WILLEMSTAD – The local environmental organization SMOC has recently sent a letter to the Minister of Kingdom Affairs, Ronald Plasterk on the situation with the oil refinery. The SMOC has been working now for years to try to find a solution to the pollution problem that has been doing a lot of harm to the people of Curaçao, especially those who live in the shadows of the refinery.
“Firstly, we wish you, once again, welcome to the beautiful Curaçao. The country known for sun, sea, beach, coral, beautiful people and… the refinery (Isla). We have it from the media that your visit to Curacao this time is in the sign of respecting children and your concerns about this. This issue touches on the objectives of the SMOC Foundation and we ask your attention for the following.
The black emissions, discharges and history of Isla are well known to you, the effects also.
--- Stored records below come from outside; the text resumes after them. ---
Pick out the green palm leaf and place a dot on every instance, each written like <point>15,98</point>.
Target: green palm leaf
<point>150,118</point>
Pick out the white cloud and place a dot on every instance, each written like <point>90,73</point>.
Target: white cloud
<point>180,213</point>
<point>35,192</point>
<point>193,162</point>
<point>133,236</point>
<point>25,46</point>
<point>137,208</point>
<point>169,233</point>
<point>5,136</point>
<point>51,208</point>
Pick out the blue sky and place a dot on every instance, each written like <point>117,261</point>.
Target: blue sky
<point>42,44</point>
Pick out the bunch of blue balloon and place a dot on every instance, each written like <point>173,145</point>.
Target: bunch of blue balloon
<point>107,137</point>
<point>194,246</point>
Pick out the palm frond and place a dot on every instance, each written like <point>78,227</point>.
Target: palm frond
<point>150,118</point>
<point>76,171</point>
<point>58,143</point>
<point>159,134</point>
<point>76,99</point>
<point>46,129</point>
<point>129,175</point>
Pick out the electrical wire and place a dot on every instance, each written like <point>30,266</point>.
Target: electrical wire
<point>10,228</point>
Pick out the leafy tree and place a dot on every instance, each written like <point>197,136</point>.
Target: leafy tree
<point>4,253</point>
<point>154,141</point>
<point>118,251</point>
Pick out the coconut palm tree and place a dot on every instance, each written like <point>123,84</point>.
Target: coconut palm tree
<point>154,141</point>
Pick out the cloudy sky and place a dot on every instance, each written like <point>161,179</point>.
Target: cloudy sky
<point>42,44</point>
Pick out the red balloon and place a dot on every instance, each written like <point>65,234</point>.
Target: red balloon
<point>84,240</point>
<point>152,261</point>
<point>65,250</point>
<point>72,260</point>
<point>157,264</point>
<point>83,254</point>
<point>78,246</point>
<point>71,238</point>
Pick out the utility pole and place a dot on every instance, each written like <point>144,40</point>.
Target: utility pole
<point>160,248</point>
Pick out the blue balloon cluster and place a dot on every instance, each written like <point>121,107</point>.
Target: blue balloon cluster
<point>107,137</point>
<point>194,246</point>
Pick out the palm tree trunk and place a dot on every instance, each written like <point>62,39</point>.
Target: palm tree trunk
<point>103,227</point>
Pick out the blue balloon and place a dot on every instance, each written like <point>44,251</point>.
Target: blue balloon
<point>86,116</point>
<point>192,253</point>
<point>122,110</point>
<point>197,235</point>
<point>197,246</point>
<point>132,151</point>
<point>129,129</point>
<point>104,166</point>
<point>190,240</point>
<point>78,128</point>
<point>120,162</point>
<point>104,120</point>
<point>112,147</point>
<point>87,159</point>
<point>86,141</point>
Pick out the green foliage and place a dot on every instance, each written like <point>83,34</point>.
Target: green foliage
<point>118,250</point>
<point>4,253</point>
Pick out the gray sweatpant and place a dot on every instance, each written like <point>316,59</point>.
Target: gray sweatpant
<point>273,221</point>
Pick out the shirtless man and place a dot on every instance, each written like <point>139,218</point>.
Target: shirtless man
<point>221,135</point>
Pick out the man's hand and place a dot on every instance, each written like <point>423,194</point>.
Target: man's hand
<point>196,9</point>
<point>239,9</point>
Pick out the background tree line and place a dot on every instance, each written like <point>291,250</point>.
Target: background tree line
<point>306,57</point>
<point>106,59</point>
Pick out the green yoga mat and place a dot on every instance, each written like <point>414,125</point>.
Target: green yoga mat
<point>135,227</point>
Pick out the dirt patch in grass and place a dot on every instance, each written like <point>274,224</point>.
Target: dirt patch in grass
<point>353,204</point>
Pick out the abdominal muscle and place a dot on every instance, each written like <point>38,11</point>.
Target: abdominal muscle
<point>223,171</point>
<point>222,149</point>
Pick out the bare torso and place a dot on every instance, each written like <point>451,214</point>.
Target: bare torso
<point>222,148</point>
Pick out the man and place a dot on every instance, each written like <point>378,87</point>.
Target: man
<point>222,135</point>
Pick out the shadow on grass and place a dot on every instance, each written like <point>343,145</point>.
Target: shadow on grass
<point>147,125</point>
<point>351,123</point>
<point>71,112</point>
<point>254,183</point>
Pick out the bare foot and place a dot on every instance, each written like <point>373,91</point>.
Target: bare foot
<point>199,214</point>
But now we highlighted in particular the many children who, coughing and spluttering, have to live and go to school under those black clouds. You know that it is contrary to the Universal Declaration of Human Rights (Art. 25) and the International Convention on the Rights of the Child (Art. 24 and 29). It is therefore no wonder that a few years back the unlawful conduct of the Isla was determined by the Curacao court, this in reference to human rights treaties.
UNICEF recently published a research on the state of affairs with regards to children in Curacao. The impact of the Isla is totally ignored by the UNICEF researchers to the amazement of the SMOC. In the report, there is not one word devoted to this situation. That is strange, because a survey of the Public Health Service from 2007 points out that residents prefer to move away from the shadow of the Isla due to the refinery itself. Unfortunately. The financial means of many of these residents do not allow this. It is precisely for this reason that the residents are socio-economically caught in the smoke of the Isla and students try to develop themselves in the stench of it.
The Isla problem is, according to SMOC, a Kingdom affairs. It is therefore on your plate, especially since the Curaçao government has not been doing anything to solve this problem for about this for thirty years. The Curaçao government is now saying they will pay attention to the future of the Isla. We welcome this, but it takes nothing away from our findings that there is no attention to the current dire situation. Even a functioning enforcement system does not exist after all these years, which is contrary to what you have informed the Dutch Lower House. We ask you to pay attention to these flagrant violations of human and thus children’s rights during your stay in Curacao.”